Article de Yannick Guérin publié dans Ouest-France du 6 novembre

La direction régionale de Pôle Emploi a recensé 60 000 emplois dans l’économie maritime de Bretagne. Un vivier d’emplois nouveaux, estime l’étude.

emplois maritimes« L’économie maritime occupe une place remarquable dans l’ensemble de l’économie bretonne. Et son potentiel de développement constitue un vivier d’emplois nouveaux dans de nombreux secteurs d’activités », écrit Philippe Siebert, directeur régional de Pôle Emploi, dans une étude sur « la filière mer ».

À la différence du zoom socio-économique sur les activités marines dont l’agence régionale disposait déjà, et qui ne recensait que les métiers exercés en mer, l’étude s’est élargie aux « activités littorales, dédiées ou non à un usage marin ».

Qualifiée d' »approche grand large », elle permet ainsi de prendre en compte l’économie touristique. « Indirectement liés à la mer, les métiers de l’hôtellerie-restauration participent, par le volume d’emplois et la richesse créés, de façon décisive à la croissance de tous les autres secteurs du littoral ».

Métiers peu attirants

L’hôtellerie-restauration littorale apparaît d’ailleurs comme le premier employeur dans les familles de secteurs d’activité.

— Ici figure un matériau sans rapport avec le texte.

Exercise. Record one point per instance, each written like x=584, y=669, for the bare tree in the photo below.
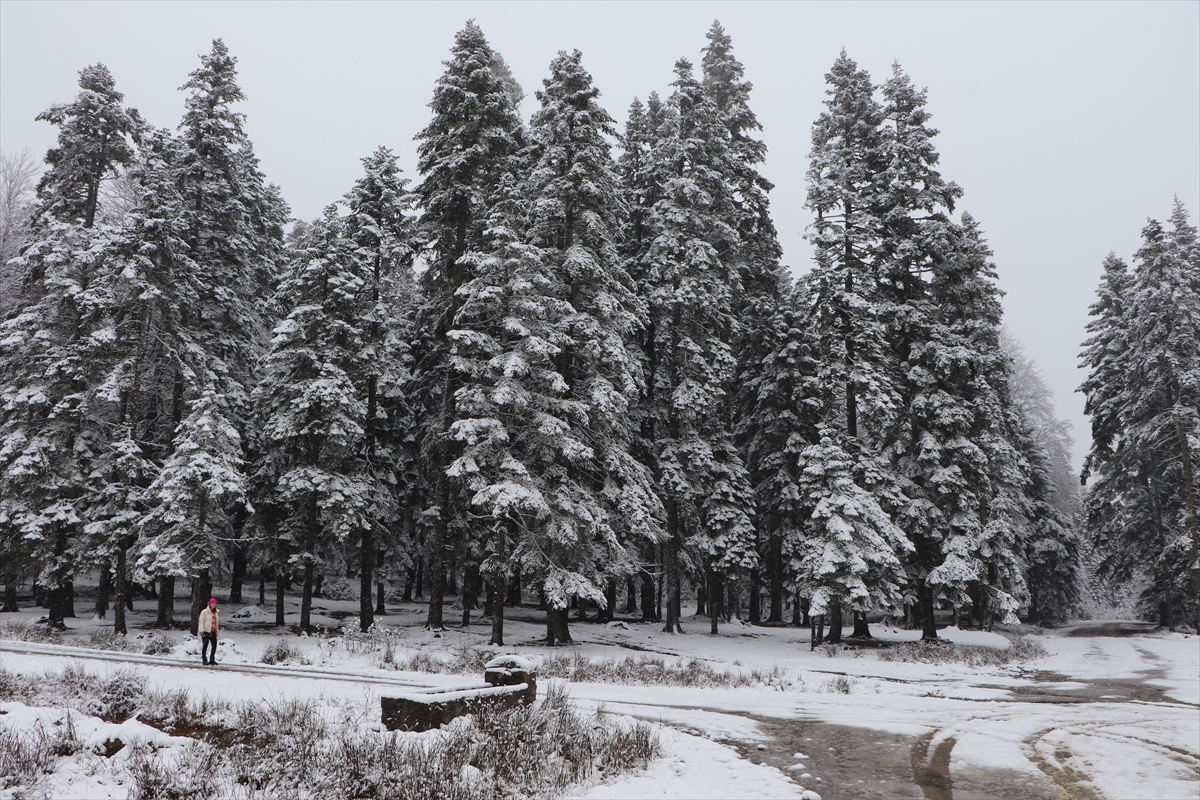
x=1035, y=398
x=18, y=179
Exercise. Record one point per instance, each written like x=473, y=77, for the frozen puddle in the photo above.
x=863, y=763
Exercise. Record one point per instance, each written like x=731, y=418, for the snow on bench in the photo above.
x=509, y=681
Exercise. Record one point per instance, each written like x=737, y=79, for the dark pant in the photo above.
x=205, y=641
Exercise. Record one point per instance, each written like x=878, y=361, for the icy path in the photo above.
x=1097, y=717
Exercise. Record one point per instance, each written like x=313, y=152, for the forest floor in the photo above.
x=1092, y=710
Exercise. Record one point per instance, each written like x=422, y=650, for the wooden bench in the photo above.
x=508, y=681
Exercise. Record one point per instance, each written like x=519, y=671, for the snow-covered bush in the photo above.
x=1020, y=649
x=23, y=631
x=307, y=749
x=279, y=651
x=108, y=641
x=25, y=756
x=337, y=589
x=657, y=671
x=159, y=644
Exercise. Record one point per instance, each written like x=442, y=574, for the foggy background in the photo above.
x=1066, y=124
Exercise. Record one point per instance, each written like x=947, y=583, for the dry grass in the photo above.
x=310, y=749
x=657, y=671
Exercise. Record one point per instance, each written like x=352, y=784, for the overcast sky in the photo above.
x=1067, y=124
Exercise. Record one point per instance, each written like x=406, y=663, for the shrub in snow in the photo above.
x=337, y=589
x=108, y=641
x=159, y=644
x=25, y=756
x=655, y=671
x=1021, y=649
x=23, y=631
x=280, y=651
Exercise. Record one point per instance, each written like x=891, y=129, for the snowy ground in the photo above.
x=1098, y=716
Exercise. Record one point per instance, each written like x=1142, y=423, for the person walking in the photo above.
x=207, y=629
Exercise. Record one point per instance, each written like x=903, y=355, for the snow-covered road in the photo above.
x=1096, y=717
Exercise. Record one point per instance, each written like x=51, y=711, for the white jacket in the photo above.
x=207, y=619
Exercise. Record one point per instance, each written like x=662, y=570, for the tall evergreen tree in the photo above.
x=763, y=281
x=783, y=414
x=1151, y=470
x=383, y=242
x=96, y=137
x=575, y=224
x=311, y=411
x=691, y=290
x=462, y=155
x=55, y=350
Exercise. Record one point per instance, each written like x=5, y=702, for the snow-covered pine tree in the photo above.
x=462, y=154
x=913, y=204
x=849, y=323
x=312, y=414
x=193, y=489
x=96, y=137
x=515, y=425
x=781, y=404
x=1157, y=525
x=1105, y=354
x=1053, y=552
x=235, y=241
x=54, y=350
x=575, y=223
x=640, y=185
x=967, y=511
x=1107, y=358
x=763, y=281
x=147, y=265
x=691, y=290
x=850, y=552
x=383, y=238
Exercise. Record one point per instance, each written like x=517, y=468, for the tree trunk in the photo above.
x=366, y=578
x=672, y=570
x=10, y=597
x=498, y=583
x=310, y=565
x=558, y=626
x=648, y=593
x=441, y=537
x=281, y=583
x=166, y=602
x=714, y=601
x=381, y=587
x=834, y=636
x=202, y=589
x=925, y=600
x=121, y=594
x=609, y=611
x=775, y=564
x=238, y=573
x=755, y=597
x=102, y=590
x=469, y=576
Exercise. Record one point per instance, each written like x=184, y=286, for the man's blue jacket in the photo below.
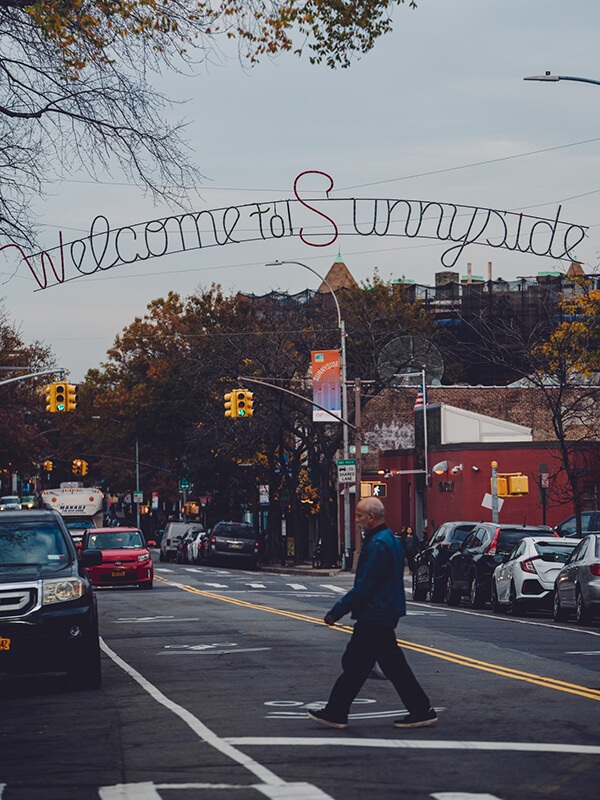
x=378, y=593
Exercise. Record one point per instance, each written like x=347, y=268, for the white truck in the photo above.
x=80, y=507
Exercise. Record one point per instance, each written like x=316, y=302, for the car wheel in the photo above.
x=452, y=596
x=437, y=588
x=417, y=592
x=559, y=614
x=515, y=607
x=85, y=671
x=582, y=614
x=496, y=606
x=476, y=599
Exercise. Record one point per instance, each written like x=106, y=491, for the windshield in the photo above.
x=115, y=541
x=32, y=544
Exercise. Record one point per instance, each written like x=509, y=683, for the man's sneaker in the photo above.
x=325, y=718
x=416, y=720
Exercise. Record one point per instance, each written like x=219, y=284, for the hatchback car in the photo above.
x=195, y=545
x=232, y=541
x=48, y=617
x=526, y=579
x=170, y=539
x=430, y=571
x=577, y=585
x=126, y=560
x=470, y=569
x=181, y=556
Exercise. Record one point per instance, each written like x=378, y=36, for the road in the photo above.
x=208, y=677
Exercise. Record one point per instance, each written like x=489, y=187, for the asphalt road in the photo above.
x=207, y=679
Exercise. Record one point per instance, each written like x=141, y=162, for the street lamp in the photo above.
x=342, y=329
x=549, y=77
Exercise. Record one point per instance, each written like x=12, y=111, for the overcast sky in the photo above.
x=438, y=111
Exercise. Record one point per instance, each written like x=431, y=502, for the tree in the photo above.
x=75, y=89
x=22, y=446
x=562, y=363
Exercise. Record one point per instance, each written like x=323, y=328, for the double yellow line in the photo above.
x=455, y=658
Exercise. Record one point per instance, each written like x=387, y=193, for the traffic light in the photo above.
x=50, y=397
x=71, y=397
x=229, y=401
x=60, y=397
x=244, y=403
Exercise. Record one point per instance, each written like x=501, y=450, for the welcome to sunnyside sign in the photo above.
x=318, y=220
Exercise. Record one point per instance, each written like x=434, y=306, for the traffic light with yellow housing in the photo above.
x=71, y=404
x=229, y=403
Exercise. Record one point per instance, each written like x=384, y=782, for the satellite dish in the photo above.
x=402, y=359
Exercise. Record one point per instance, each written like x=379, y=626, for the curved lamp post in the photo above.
x=342, y=328
x=549, y=77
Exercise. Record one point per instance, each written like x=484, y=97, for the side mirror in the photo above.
x=91, y=558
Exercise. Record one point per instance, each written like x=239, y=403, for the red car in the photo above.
x=126, y=559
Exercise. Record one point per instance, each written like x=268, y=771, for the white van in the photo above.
x=170, y=539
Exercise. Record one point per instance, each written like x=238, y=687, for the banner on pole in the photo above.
x=327, y=385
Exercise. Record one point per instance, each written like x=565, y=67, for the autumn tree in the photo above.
x=76, y=88
x=561, y=362
x=24, y=426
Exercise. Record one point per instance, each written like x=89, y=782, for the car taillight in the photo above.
x=491, y=551
x=527, y=566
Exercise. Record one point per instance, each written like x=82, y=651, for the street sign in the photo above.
x=346, y=470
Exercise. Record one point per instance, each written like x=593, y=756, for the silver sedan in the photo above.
x=577, y=586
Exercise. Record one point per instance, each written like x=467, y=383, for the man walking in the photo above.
x=376, y=602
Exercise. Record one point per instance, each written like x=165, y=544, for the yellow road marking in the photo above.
x=455, y=658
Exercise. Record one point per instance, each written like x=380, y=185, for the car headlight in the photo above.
x=61, y=591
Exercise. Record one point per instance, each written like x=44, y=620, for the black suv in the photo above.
x=470, y=568
x=232, y=541
x=48, y=617
x=430, y=571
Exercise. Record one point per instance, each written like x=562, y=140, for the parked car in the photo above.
x=126, y=560
x=181, y=555
x=430, y=571
x=232, y=541
x=10, y=503
x=590, y=521
x=48, y=616
x=170, y=539
x=526, y=579
x=577, y=585
x=470, y=569
x=195, y=545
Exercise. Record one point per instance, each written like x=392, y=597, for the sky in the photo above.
x=437, y=112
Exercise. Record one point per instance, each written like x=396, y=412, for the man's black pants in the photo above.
x=371, y=644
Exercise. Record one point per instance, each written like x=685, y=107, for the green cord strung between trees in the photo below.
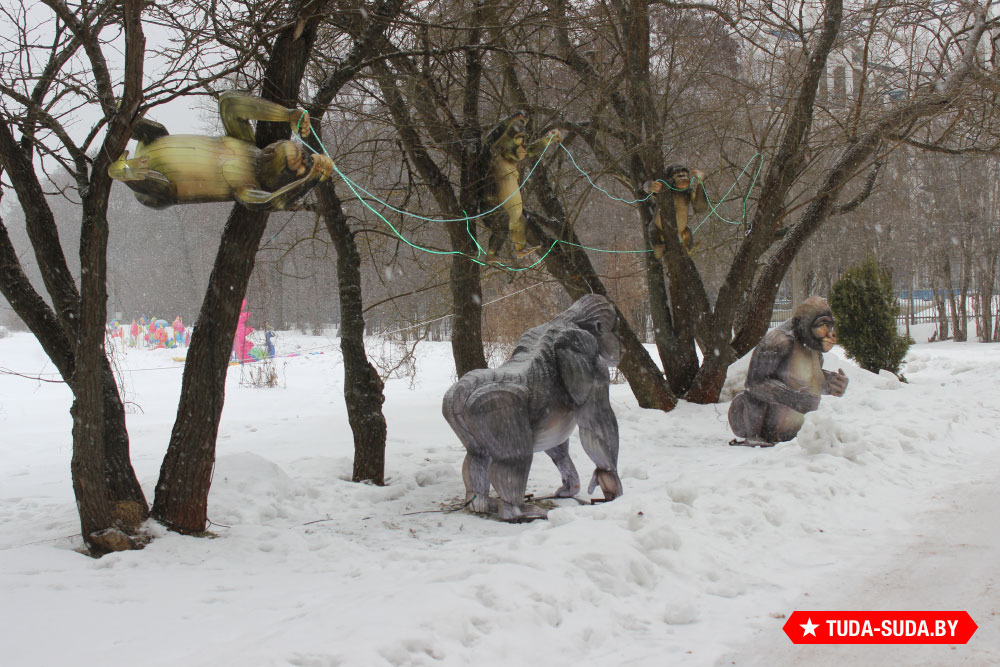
x=357, y=190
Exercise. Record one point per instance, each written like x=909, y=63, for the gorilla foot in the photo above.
x=750, y=442
x=521, y=514
x=610, y=483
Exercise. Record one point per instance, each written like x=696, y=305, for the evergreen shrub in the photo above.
x=866, y=309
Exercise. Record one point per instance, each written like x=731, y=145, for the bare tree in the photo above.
x=631, y=141
x=71, y=331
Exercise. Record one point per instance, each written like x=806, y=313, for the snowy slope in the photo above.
x=699, y=561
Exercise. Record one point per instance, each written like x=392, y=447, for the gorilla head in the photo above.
x=813, y=324
x=595, y=314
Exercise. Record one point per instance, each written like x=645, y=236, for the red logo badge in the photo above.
x=880, y=627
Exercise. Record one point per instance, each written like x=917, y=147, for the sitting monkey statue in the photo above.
x=185, y=168
x=786, y=377
x=688, y=187
x=506, y=146
x=556, y=379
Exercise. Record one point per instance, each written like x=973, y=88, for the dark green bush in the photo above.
x=865, y=308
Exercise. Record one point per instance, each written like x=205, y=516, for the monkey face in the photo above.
x=679, y=177
x=824, y=332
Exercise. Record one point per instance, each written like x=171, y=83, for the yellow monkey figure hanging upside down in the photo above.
x=688, y=186
x=506, y=143
x=186, y=168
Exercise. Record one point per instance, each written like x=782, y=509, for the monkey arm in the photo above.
x=775, y=391
x=237, y=109
x=699, y=198
x=283, y=197
x=535, y=148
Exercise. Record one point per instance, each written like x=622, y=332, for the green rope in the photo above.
x=713, y=208
x=597, y=187
x=357, y=190
x=416, y=216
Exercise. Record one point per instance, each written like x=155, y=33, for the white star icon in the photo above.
x=808, y=628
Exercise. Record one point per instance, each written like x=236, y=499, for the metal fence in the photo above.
x=924, y=311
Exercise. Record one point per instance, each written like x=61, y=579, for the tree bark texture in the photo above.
x=181, y=500
x=362, y=384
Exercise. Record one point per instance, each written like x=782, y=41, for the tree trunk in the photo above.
x=181, y=500
x=572, y=268
x=362, y=385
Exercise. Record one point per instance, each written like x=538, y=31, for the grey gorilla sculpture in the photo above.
x=786, y=377
x=556, y=379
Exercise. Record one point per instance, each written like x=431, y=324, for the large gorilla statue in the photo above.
x=557, y=379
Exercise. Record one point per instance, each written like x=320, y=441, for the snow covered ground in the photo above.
x=886, y=500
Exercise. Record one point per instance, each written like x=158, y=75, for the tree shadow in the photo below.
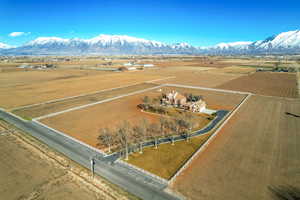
x=294, y=115
x=286, y=192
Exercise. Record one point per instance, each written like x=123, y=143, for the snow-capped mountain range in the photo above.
x=4, y=46
x=283, y=43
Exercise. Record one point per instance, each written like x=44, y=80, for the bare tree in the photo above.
x=146, y=100
x=140, y=133
x=163, y=124
x=123, y=134
x=106, y=137
x=172, y=126
x=189, y=118
x=154, y=131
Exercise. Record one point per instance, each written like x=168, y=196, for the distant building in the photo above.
x=148, y=65
x=178, y=100
x=127, y=64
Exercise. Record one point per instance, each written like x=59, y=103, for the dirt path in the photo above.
x=30, y=170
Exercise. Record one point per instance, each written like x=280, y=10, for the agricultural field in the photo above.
x=257, y=149
x=17, y=95
x=265, y=83
x=201, y=77
x=25, y=175
x=47, y=108
x=84, y=124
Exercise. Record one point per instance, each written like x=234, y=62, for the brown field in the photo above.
x=44, y=109
x=13, y=95
x=201, y=77
x=234, y=70
x=15, y=79
x=25, y=175
x=84, y=124
x=214, y=100
x=265, y=83
x=166, y=159
x=257, y=149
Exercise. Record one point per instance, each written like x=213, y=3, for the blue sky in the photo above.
x=199, y=23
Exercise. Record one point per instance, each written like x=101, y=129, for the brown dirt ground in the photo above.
x=84, y=124
x=44, y=109
x=167, y=158
x=15, y=96
x=25, y=175
x=203, y=78
x=265, y=83
x=258, y=148
x=214, y=100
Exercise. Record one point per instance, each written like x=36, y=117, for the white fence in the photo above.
x=204, y=146
x=162, y=180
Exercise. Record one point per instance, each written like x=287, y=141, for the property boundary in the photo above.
x=81, y=95
x=69, y=137
x=160, y=179
x=210, y=139
x=205, y=88
x=95, y=103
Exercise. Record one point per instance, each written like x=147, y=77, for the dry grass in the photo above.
x=214, y=100
x=258, y=148
x=44, y=109
x=167, y=159
x=84, y=124
x=265, y=83
x=203, y=78
x=13, y=95
x=25, y=175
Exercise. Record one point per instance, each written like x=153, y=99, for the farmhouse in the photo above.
x=178, y=100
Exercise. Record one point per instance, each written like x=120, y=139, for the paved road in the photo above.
x=220, y=115
x=131, y=180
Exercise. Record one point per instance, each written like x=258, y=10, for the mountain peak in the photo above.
x=5, y=46
x=286, y=42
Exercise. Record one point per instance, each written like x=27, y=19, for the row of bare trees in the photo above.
x=127, y=138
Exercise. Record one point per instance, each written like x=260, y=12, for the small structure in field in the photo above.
x=191, y=103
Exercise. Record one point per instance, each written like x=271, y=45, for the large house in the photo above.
x=178, y=100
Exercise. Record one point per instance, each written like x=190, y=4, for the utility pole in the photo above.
x=92, y=167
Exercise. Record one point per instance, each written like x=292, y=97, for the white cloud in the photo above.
x=17, y=34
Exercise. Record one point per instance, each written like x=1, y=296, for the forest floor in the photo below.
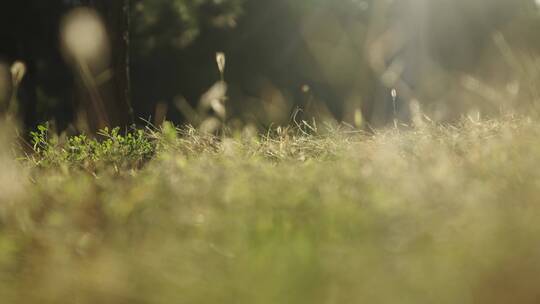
x=433, y=214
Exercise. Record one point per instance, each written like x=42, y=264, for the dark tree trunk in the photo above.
x=115, y=94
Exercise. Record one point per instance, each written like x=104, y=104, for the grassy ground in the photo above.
x=438, y=214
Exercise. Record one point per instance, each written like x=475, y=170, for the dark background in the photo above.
x=332, y=59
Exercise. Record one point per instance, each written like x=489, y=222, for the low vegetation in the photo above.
x=434, y=214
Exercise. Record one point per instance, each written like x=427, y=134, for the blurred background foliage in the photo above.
x=331, y=59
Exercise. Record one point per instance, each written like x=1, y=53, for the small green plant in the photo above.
x=108, y=149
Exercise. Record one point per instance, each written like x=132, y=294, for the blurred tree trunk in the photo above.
x=115, y=93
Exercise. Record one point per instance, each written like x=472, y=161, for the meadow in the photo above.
x=327, y=214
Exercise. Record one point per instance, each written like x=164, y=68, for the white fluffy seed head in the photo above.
x=84, y=36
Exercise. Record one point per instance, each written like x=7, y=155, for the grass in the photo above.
x=438, y=214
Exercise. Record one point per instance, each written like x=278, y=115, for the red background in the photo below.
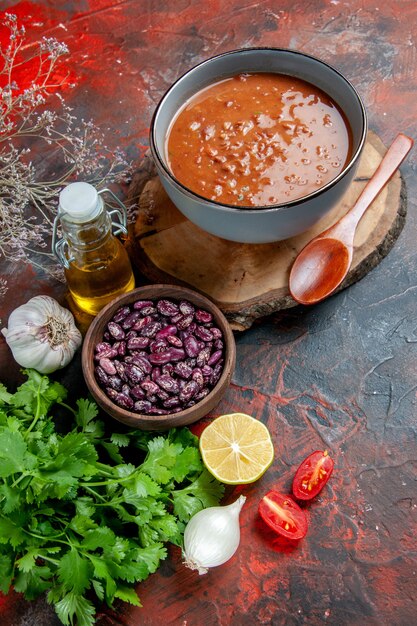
x=341, y=375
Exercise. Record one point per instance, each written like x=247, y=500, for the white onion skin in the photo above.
x=212, y=536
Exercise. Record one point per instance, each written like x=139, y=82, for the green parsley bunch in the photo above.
x=82, y=513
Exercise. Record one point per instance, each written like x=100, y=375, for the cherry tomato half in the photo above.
x=312, y=475
x=283, y=515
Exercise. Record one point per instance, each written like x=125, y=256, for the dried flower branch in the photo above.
x=64, y=147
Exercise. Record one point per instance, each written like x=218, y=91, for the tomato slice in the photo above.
x=312, y=475
x=283, y=515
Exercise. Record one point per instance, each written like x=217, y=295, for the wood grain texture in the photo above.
x=249, y=281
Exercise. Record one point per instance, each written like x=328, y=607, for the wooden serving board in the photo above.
x=248, y=281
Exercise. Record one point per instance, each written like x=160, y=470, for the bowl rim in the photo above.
x=273, y=207
x=126, y=416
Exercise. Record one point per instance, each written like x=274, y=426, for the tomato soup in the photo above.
x=257, y=140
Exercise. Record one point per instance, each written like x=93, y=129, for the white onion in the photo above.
x=212, y=536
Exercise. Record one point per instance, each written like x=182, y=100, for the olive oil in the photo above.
x=96, y=265
x=94, y=284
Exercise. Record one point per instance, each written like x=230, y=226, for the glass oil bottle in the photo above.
x=96, y=265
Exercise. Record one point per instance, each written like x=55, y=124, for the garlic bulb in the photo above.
x=212, y=536
x=42, y=335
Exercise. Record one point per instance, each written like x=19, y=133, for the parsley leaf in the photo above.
x=83, y=512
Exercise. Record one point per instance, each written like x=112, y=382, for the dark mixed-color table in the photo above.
x=341, y=375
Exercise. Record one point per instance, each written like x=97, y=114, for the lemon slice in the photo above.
x=236, y=448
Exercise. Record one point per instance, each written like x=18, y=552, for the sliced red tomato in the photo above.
x=312, y=475
x=283, y=515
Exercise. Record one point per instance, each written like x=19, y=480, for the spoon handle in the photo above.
x=393, y=158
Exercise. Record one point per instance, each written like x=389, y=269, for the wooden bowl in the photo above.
x=157, y=422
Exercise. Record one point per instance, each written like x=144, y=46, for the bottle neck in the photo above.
x=89, y=234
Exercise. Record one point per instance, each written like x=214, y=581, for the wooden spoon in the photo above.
x=324, y=262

En 2014, elle employait 25 575 salariés (-2 % sur 5 ans) sur 60 004. Elle est suivie par les services portuaires et nautiques, 6 539 (+10 %) ; la construction et la maintenance navale, 6 024 (+14 %) ; la transformation des produits de la mer, 5 306 (-6 %) ; travaux en mer, 5 195 (+20 %) ; recherche et ingénierie maritime, 3 631 (+1 %) ; pêche et cultures marines, 2 939 (-8 %) ; personnel embarqué, 2 814 (+14 %) ; activité et loisirs littoraux (+3 %).

Fin juin 2015, 17 300 demandeurs d’emploi recherchaient du travail dans la filière mer, soit 7 % de la demande d’emploi totale en Bretagne. Leur nombre a augmenté de 10 % sur un an, rythme supérieur d’un point à l’ensemble de la demande bretonne.

Mais la mer n’attire pas pour autant les jeunes. Une étude de 2010 auprès de 350 collégiens, lycéens ou apprentis montrait que la mer n’était pas perçue comme un espace productif. Cette perception n’a pas dû beaucoup évoluer.

Les métiers spontanément cités étaient ceux de pêcheurs, de sauveteurs en mer, de marchands de glaces sur les plages (!) et des métiers de demain liés à l’écologie. Les deux tiers de ces jeunes trouvaient ces métiers « peu ou pas attirants ».

Il y a fort donc à faire pour conforter la Bretagne comme grande région maritime, en donnant une plus grande visibilité aux formations et aux métiers liés à la mer et au littoral, comme le soulignait une étude du Conseil économique, social et environnemental régional (Ceser).